Perhaps the British will soon have to get used to the change that will result from their departure from the European Union. Google wants to use new country status, which will move its UK users data to the US, reports Reuters. This will not be protected by the strict European General Data Protection Regulation (GDPR).
In reality, this means that British government authorities will have easier access to the data, as US law does not protect personal data by far as strictly as the European Union.
Like most global technology companies, Google has its European headquarters in Ireland. It is still a member of the EU. When data is within its territory, GDPR rules apply to it. As most European countries are also EU members, companies do not usually have to deal with the legal differences between Ireland and the rest of Europe.
But Britain is no longer a member of the EU, and its Google users’ data is in a territory with a valid GDPR, so it is actually more protected than it would have to be. Obviously, Google found it easier to escape this confusion. Reuters says the company thought about creating a British subsidiary, but ultimately did not choose this option.

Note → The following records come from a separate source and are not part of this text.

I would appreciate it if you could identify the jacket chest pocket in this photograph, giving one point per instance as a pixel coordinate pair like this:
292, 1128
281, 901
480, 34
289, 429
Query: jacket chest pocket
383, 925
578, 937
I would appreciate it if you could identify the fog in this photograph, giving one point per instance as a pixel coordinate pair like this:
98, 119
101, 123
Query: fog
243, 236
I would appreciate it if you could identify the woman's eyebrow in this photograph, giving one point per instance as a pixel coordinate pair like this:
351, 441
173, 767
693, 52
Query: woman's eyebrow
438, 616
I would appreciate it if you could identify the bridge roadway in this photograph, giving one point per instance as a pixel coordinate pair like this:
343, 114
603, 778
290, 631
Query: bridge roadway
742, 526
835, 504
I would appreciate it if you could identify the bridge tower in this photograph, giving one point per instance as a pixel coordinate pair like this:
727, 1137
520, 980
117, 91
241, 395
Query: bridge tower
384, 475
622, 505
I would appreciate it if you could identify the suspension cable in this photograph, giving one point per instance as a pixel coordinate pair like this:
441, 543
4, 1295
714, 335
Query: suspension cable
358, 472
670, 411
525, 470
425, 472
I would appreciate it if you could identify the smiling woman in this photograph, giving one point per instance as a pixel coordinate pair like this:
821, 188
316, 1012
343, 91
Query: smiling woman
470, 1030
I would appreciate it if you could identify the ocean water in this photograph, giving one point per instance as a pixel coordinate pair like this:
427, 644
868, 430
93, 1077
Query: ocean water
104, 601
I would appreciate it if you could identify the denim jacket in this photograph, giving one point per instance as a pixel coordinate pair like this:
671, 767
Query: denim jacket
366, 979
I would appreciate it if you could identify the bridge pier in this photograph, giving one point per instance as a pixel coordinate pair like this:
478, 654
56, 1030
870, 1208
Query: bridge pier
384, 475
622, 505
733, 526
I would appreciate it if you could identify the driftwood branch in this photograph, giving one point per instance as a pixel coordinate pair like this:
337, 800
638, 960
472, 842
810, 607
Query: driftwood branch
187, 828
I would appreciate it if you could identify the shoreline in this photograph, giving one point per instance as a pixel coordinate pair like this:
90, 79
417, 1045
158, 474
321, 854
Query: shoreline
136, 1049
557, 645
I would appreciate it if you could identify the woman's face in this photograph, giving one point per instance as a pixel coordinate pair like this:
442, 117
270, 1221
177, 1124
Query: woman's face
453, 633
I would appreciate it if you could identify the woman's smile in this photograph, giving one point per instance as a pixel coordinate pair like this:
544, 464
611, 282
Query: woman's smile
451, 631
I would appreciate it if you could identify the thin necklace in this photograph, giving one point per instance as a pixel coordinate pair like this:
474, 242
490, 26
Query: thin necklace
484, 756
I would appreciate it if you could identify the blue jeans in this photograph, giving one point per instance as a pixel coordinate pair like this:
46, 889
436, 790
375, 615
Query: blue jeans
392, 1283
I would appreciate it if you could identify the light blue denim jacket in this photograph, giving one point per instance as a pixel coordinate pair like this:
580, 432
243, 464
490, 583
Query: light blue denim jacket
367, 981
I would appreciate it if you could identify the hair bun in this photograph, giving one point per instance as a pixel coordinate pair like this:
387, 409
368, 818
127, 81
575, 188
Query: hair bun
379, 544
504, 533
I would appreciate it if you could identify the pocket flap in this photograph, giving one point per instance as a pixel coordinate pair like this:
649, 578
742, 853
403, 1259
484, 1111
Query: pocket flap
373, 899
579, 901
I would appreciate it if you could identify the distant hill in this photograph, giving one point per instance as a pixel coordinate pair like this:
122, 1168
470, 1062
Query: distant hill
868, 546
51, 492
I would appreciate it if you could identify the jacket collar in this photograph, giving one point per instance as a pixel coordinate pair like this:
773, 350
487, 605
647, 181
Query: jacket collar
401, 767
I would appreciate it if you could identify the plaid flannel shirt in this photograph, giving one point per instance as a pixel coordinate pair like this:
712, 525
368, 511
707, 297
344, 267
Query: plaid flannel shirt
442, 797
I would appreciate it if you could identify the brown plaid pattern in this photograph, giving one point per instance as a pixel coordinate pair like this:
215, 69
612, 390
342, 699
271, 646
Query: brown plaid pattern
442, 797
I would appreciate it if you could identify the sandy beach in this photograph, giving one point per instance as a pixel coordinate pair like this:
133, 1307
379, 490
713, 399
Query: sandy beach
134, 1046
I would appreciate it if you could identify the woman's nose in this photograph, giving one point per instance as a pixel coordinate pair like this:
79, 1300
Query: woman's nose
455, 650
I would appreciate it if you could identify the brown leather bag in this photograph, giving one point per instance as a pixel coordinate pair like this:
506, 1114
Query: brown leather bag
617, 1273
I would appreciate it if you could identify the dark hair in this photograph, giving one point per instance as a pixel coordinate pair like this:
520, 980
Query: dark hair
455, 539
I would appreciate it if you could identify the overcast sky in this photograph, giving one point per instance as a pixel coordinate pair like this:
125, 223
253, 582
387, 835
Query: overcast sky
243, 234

The Guardian points out that the move is beneficial to the British government, for which it will be easier to request data from the US in criminal investigations than if it had to negotiate with the EU and its tough rules. In addition, the British are negotiating a new trade agreement with America, which can make data transfers even easier.
“Moving people’s personal data to the US gives tracking systems better access to data. There is virtually no protection for non-Americans, ”said Jim Killock of the Open Rights Group. “Google’s move should be of worry to all who think technology companies know too much about us and are too powerful,” he added.
The company, however, claims that the British will not lose protection. He said he would treat the data as if it were still protected by GDPR. And Britain itself is still deciding what approach to data protection it will take. It can set rules equivalent to the European regulation, but also not. So far, GDPR follows, but has not given a definite opinion.